Farmscape for March 14, 2018
Dr. Jeff Schoenau – University of Saskatchewan
|Full Interview 11:01||Listen|
A soil Scientists with the University of Saskatchewan says the broad range of nutrients contained in livestock manure require a higher level of management but it will also heighten crop response. The University of Saskatchewan has been looking at the long term implications of using livestock manure to fertilize crops. Dr. Jeff Schoenau, a professor with the University of Saskatchewan and the Saskatchewan Ministry of Agriculture Research Chair in Soil Nutrient Management, says typically only a portion of manure nutrients are available in the first year of application.

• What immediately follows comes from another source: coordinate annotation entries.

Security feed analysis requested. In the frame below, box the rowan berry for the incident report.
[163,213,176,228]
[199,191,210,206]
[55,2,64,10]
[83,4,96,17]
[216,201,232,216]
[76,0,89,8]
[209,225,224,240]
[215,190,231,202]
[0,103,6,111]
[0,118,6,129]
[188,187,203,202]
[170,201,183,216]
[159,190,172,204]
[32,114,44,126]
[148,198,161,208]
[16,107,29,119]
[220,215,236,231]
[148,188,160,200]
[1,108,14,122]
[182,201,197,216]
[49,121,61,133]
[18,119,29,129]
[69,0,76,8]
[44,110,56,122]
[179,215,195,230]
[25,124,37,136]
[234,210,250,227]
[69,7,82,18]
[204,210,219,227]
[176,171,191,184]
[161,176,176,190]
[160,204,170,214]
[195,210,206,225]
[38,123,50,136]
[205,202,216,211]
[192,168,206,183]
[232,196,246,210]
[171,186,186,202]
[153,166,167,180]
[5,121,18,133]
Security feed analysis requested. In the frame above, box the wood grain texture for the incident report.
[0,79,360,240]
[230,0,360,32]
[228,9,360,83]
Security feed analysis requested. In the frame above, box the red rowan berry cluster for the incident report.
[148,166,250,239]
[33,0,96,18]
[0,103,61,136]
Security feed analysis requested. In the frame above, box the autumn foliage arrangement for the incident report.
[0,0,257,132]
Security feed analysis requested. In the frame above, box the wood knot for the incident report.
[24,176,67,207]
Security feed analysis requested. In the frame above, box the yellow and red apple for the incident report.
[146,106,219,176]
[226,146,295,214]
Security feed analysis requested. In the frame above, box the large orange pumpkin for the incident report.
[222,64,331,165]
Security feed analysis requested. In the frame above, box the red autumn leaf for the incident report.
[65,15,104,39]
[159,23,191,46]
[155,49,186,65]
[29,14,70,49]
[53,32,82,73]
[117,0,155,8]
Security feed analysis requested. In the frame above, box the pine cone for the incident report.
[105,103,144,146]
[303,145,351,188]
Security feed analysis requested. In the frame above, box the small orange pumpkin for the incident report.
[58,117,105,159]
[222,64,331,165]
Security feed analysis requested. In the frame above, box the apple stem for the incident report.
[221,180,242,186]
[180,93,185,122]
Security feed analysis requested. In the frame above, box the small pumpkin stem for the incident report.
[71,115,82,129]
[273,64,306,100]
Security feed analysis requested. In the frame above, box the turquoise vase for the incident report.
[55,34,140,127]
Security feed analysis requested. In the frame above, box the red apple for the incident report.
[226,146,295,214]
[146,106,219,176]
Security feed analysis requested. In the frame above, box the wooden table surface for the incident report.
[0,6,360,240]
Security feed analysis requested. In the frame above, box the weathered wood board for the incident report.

Clip-Dr. Jeff Schoenau-University of Saskatchewan:
For example in the case of solid cattle manure penning material out of a cattle pen, a lot of the nitrogen in that cattle penning manure is in the organic form and it’s only slowly released into available form that the crop can use. We might see for example in our trials only 10 or 20 percent of the nitrogen in that solid cattle manure made available in the year of application. That’s in contrast to a liquid manure source, for example liquid swine manure, where a high proportion of the nitrogen in that manure is in the available form, for example maybe 60 to upwards of 90 percent. In that case the nitrogen is in high availability and we get a very good response to the nitrogen in the year of application. However the effect in terms of its persistence over a number of years tends to be less compared to a solid manure source where we’re adding a lot of organic nitrogen. Phosphorus in manure, we typically find maybe 50 to 70 percent availability of phosphorus in manure compared to commercial fertilizer. In the case of potassium, manures are very good sources of potassium. Some manures are low in sulfur. For example liquid swine manure is low in available sulfur sometimes such that we find a response to supplemental commercial fertilizer sulfur when we’re using swine manure as a nutrient source growing a high sulfur demanding crop.
Dr. Schoenau, notes you’ve got a lot of nutrients that contribute to yield response and the added organic matter can help crop growth through its ability to store water and aid in soil structure and microbial activity.
For Farmscape.Ca, I’m Bruce Cochrane.